If the numerical output of the classifier is negative, then it may
be determined that there is no foreign object present.
[0029] In effect, determining whether a foreign object is present
within wireless power transmission range of the wireless power
transmission device may comprise plotting the voltage waveform
vector on a corresponding vector space (i.e. a vector space having
the same dimensionality as the voltage waveform vector), and
identifying that a foreign object is present if the voltage
waveform vector lies on a first side of a predefined
line/plane/hyperplane in the vector space.
[0030] The voltage waveform vector may be at least one dimensional,
or may be at least two-dimensional. The weight vector may be at
least one dimensional, or may be at least two-dimensional. The
voltage waveform vector may have the same dimensionality as the
weight vector.
[0031] The voltage waveform vector may include a first component
corresponding to a voltage value of a first peak of the voltage
waveform; and a second component corresponding to a voltage value
of a second peak of the voltage waveform adjacent to the first
peak.
[0032] In response to determining that a foreign object is present
within wireless power transmission range of the wireless power
transfer device, the method may reduce a power supply to the
wireless power transmission device. Alternatively, in response to
determining that a foreign object is present within wireless power
transmission range of the wireless power transfer device, the
method may substantially reduce (e.g. reduce to an idle state) a
power supply to the wireless power transmission device.
Alternatively, in response to determining that a foreign object is
present within wireless power transmission range of the wireless
power transfer device, the method may shut off (e.g. switch off) a
power supply to the wireless power transmission device.
[0033] In a second aspect there is provided a wireless power
transmission system for performing the method of the first aspect.

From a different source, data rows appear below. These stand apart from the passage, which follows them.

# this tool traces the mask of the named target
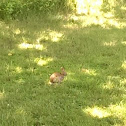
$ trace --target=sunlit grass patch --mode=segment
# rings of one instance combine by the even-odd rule
[[[111,112],[112,115],[122,119],[125,118],[126,107],[122,103],[116,105],[110,105],[107,109]]]
[[[41,40],[51,40],[52,42],[59,42],[63,39],[63,33],[47,29],[46,31],[38,33],[37,42],[39,43]]]
[[[126,70],[126,60],[122,63],[121,67]]]
[[[113,42],[104,42],[104,44],[103,44],[104,46],[115,46],[116,45],[116,42],[115,41],[113,41]]]
[[[44,66],[44,65],[47,65],[49,62],[53,61],[52,58],[36,58],[34,60],[35,63],[37,63],[39,66]]]
[[[97,118],[105,118],[109,117],[111,114],[107,111],[106,108],[100,108],[100,107],[93,107],[93,108],[86,108],[83,109],[83,112]]]
[[[29,43],[21,43],[19,44],[20,49],[37,49],[37,50],[43,50],[44,47],[41,44],[29,44]]]
[[[3,98],[5,98],[5,91],[4,90],[2,92],[0,92],[0,100],[2,100]]]
[[[126,45],[126,41],[123,41],[122,44],[123,44],[123,45]]]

The wireless power transmission system comprises a wireless power
transmission device for wirelessly transmitting power to an
electronic receiver device, and a (digital) subsystem configured to
perform the method of the first aspect.
[0034] In particular, in the second aspect there is provided a
wireless power transmission system, comprising: a wireless power
transmission device for wirelessly transmitting power to a receiver
device; and a digital subsystem configured to: measure a waveform
associated with the wireless power transmission device; and
determine, based on the waveform, whether a foreign object is
present within wireless power transmission range of the wireless
power transmission device.
[0035] As with the first aspect, the waveform could be a voltage
waveform or a current waveform. But a voltage waveform only will be
described below for clarity and for brevity.

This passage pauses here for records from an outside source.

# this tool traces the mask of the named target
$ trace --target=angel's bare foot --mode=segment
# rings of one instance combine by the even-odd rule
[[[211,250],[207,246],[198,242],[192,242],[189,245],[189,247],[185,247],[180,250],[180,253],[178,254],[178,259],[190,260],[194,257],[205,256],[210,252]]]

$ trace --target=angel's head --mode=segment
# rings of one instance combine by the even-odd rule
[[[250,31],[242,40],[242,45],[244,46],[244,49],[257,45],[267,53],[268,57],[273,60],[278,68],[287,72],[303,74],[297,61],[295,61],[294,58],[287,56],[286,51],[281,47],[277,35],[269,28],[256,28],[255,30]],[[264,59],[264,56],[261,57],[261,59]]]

[0036] Optional features of the second aspect are set out
below.
[0037] The digital subsystem may comprise an analog to digital
converter "ADC" configured to digitise the voltage waveform to
produce a voltage waveform vector, and a processor (i.e.
device/component capable of performing computations, e.g. computer)
configured to apply a classifier to the voltage waveform vector,
wherein determining whether a foreign object is present within
wireless power transmission range of the wireless power
transmission device is based on a numerical output of the
classifier (which corresponds to the voltage waveform).
[0038] In some examples, the ADC may digitize the voltage waveform
at a sampling frequency that is at least double the fundamental
frequency of voltage waveform. In this way, there will be at least
two digital data points for each cycle of the voltage waveform.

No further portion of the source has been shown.